# What kind of automatic waterers are good?



## JusticeFamilyFarm (Jun 6, 2011)

I was wondering what kind of automatic waterers are good for goats?  Any that should not be used, etc?  Thanks!


----------



## secuono (Jun 6, 2011)

Can you use a float valve?


----------



## elevan (Jun 6, 2011)

I wouldn't use anything bolted to the wall...I find that no matter how you set up your waterer...they WILL find a way to poop in the water  

eta: it's much harder to dump and thoroughly clean when their bolted down.


----------



## elevan (Jun 6, 2011)

I second just getting a float valve and rigging up your own.


----------



## JusticeFamilyFarm (Jun 7, 2011)

Anyone have one they could show me a picture of?  Do any of you use that, or do you not use automatic waterers?  If not- what do you use?  I was mostly concerned with buckets being easy to knock over and thought auto-waterers would be a good solution... but maybe not.


----------



## Goatherd (Jun 7, 2011)

> I was mostly concerned with buckets being easy to knock over and thought auto-waterers would be a good solution... but maybe not.

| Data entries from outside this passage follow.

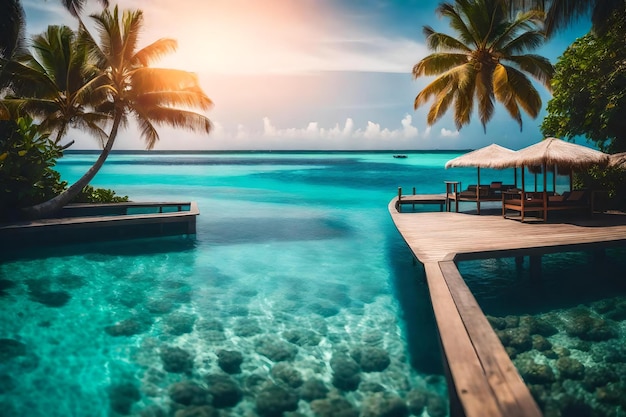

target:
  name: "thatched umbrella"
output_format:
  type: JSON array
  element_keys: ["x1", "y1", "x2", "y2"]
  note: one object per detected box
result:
[
  {"x1": 446, "y1": 143, "x2": 517, "y2": 214},
  {"x1": 494, "y1": 138, "x2": 609, "y2": 217},
  {"x1": 609, "y1": 152, "x2": 626, "y2": 169}
]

I use buckets and attach the handle to the wall with a clip/snap.  Goats don't even try to move them any more. 
As has been mentioned, it makes it easy to remove, fill and clean the bucket.


----------



## aggieterpkatie (Jun 7, 2011)

I've worked on farms that had automatic waterers and they worked very well.  We had the kind that were stainless steel and had small "dishes" where the water was, and we also had the kind for cattle that had the floating ball.  The cattle would push the ball down to drink, but when the sheep were in the pen we'd have to push the ball down and secure it under the water so the sheep could use the trough.  Both styles were easy to clean out.


----------



## dpmom (Jun 10, 2011)

A friend of mine uses an all plastic yellow and red waterer. The red part is domed so that the goats cannot stand on it and poop in the trough area.  Works well for her and I know she has had it for a couple years.  I think it's called Ritchie or Richie waterers.  Hope that helps.


----------